The `TrainingPlugin` in [`orbit/tasks/training/plugin.py`](https://github.com/wangtong10086/orbit/blob/main/orbit/tasks/training/plugin.py) enforces specific keys:

```python
class TrainingPlugin:
    task_type = "training"
    job_kind = JobKind.TRAIN

    def validate_request(self, request: TrainingSpec) -> list[str]:
        issues: list[str] = []
        if not request.dataset_path:
            issues.append("dataset_path is required")
        if not request.output_dir:
            issues.append("output_dir is required")
        return issues
```

Conversely, `EvaluationPlugin` enforces `model` and `environments`. The core engine ignores these vocabularies completely. 
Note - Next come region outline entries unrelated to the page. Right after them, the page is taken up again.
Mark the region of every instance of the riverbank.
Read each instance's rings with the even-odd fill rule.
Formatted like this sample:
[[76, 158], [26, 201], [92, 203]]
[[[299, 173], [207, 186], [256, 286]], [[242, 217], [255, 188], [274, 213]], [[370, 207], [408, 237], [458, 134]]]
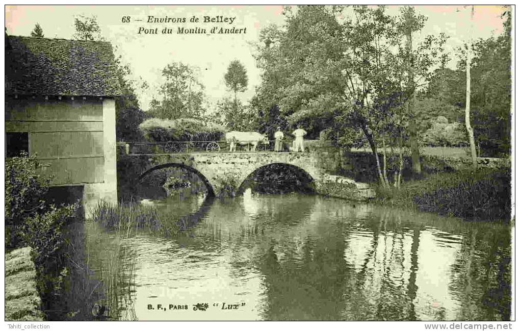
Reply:
[[15, 249], [5, 256], [5, 320], [43, 321], [42, 300], [31, 248]]
[[465, 169], [427, 174], [400, 189], [376, 188], [375, 203], [411, 208], [468, 220], [511, 220], [509, 169]]

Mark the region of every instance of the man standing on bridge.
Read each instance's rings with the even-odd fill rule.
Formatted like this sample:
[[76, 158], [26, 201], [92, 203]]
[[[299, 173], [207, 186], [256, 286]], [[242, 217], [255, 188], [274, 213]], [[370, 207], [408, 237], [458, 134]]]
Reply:
[[302, 129], [302, 125], [298, 125], [298, 129], [293, 131], [294, 139], [294, 151], [305, 151], [303, 147], [303, 136], [307, 134], [307, 131]]
[[282, 128], [278, 126], [275, 132], [275, 151], [282, 151], [282, 141], [283, 139], [283, 132], [280, 130]]

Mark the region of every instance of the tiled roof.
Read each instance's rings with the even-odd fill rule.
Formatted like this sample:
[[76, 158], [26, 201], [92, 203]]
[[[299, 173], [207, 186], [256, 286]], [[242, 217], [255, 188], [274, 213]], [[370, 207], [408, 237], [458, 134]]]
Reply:
[[110, 43], [12, 36], [6, 38], [7, 94], [121, 95]]

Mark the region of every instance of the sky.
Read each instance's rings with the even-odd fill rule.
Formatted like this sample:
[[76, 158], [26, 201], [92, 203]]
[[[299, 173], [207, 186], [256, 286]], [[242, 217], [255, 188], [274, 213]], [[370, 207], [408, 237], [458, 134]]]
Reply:
[[[46, 37], [71, 39], [74, 34], [74, 17], [77, 15], [95, 15], [101, 34], [114, 48], [116, 56], [121, 55], [124, 63], [130, 65], [134, 78], [147, 82], [149, 88], [137, 90], [140, 103], [145, 110], [150, 101], [157, 96], [163, 82], [161, 73], [166, 65], [173, 61], [198, 68], [199, 80], [205, 87], [210, 108], [216, 101], [232, 93], [225, 86], [224, 77], [229, 63], [238, 59], [245, 67], [249, 83], [247, 90], [239, 95], [246, 101], [254, 94], [255, 86], [261, 81], [261, 72], [253, 57], [254, 43], [259, 33], [271, 24], [282, 25], [284, 17], [281, 5], [220, 6], [87, 6], [17, 5], [5, 7], [5, 26], [7, 33], [13, 35], [30, 35], [36, 23], [39, 23]], [[462, 6], [417, 6], [417, 11], [428, 18], [420, 33], [414, 40], [420, 41], [428, 34], [446, 33], [449, 37], [446, 49], [453, 51], [470, 38], [470, 14], [468, 8]], [[500, 16], [503, 9], [499, 6], [475, 6], [473, 37], [488, 38], [499, 34], [502, 30]], [[399, 6], [389, 6], [388, 12], [397, 15]], [[123, 22], [123, 17], [129, 16], [130, 22]], [[149, 16], [154, 18], [169, 17], [186, 20], [185, 23], [148, 23]], [[190, 22], [195, 17], [199, 22]], [[204, 23], [204, 17], [227, 22]], [[232, 23], [230, 19], [235, 18]], [[141, 21], [135, 20], [142, 20]], [[206, 33], [179, 34], [179, 27], [206, 29]], [[245, 33], [212, 34], [213, 28], [245, 29]], [[157, 34], [138, 33], [143, 29], [158, 28]], [[173, 30], [173, 33], [162, 34], [163, 28]], [[199, 30], [200, 31], [200, 30]], [[242, 30], [244, 31], [244, 30]], [[456, 61], [448, 66], [454, 68]]]

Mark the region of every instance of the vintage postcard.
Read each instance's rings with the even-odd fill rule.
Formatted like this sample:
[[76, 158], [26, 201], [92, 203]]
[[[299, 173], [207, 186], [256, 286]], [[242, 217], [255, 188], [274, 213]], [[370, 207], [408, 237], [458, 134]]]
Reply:
[[6, 327], [512, 328], [514, 6], [5, 11]]

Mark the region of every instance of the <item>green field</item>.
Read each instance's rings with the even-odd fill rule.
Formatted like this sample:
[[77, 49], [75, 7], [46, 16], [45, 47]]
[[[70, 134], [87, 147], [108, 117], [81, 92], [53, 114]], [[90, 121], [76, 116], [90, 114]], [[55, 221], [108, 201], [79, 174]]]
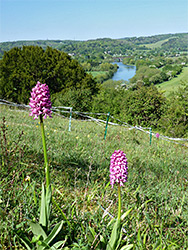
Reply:
[[184, 67], [182, 73], [177, 77], [156, 86], [164, 91], [165, 96], [169, 96], [170, 93], [178, 90], [181, 83], [188, 83], [188, 67]]
[[[174, 37], [173, 37], [174, 38]], [[172, 39], [172, 37], [170, 38]], [[161, 45], [165, 42], [168, 42], [169, 38], [168, 39], [164, 39], [164, 40], [161, 40], [161, 41], [158, 41], [156, 43], [149, 43], [149, 44], [143, 44], [144, 46], [146, 46], [147, 48], [149, 49], [156, 49], [156, 48], [160, 48]], [[142, 46], [143, 46], [142, 45]]]
[[[114, 223], [110, 215], [117, 215], [117, 188], [109, 185], [109, 165], [118, 149], [126, 153], [129, 167], [121, 188], [122, 213], [132, 209], [123, 220], [121, 245], [133, 244], [133, 250], [187, 249], [187, 147], [155, 136], [150, 145], [149, 134], [112, 125], [104, 140], [105, 124], [86, 120], [73, 119], [69, 132], [69, 119], [56, 115], [44, 125], [56, 201], [51, 224], [64, 215], [69, 222], [61, 234], [67, 239], [63, 249], [106, 249], [99, 239], [105, 245]], [[39, 216], [44, 181], [40, 125], [28, 112], [0, 105], [0, 127], [0, 248], [22, 250], [15, 232], [32, 238], [27, 221]]]

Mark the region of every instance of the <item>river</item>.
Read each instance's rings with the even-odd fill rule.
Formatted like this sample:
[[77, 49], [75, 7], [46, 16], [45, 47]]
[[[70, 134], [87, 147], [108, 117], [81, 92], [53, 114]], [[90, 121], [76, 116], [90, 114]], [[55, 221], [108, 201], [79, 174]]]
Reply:
[[112, 77], [112, 80], [114, 81], [129, 81], [129, 79], [136, 74], [136, 66], [125, 65], [122, 62], [114, 62], [113, 64], [117, 64], [119, 66], [117, 72], [115, 72]]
I strictly enforce dependency inversion. The control kernel never imports task implementations directly. The wiring happens entirely within `build_default_task_registry`:

```python
def build_default_task_registry() -> TaskRegistry:
    from orbit.tasks.collection.plugin import CollectionPlugin
    from orbit.tasks.evaluation.plugin import EvaluationPlugin
    from orbit.tasks.training.plugin import TrainingPlugin

    registry = TaskRegistry()
    registry.register(TrainingPlugin())
    registry.register(EvaluationPlugin())
    registry.register(CollectionPlugin())
    return registry
```

The imports are intentionally buried inside the function. There is no global registry mutated at load time. The core resolves plugins purely by string lookup.

## The Abstraction Cost

I pay a latency cost in debugging. When a run panics, the stack trace tears across the boundary: the crash happens in the generic core, but the root cause is usually a plugin malforming the bundle. 

I also have to continuously defend against leaky abstractions. If I add a generic bundle field that only makes sense for training, the core has secretly learned about the task. I rigorously prevent the execution engine from growing `if` statements about bundle contents. 

This plugin architecture isolates the blast radius. I battle-test a single executor pipeline across SFT, RLHF, and eval sweeps. A system built for iteration speed requires exactly this isolation.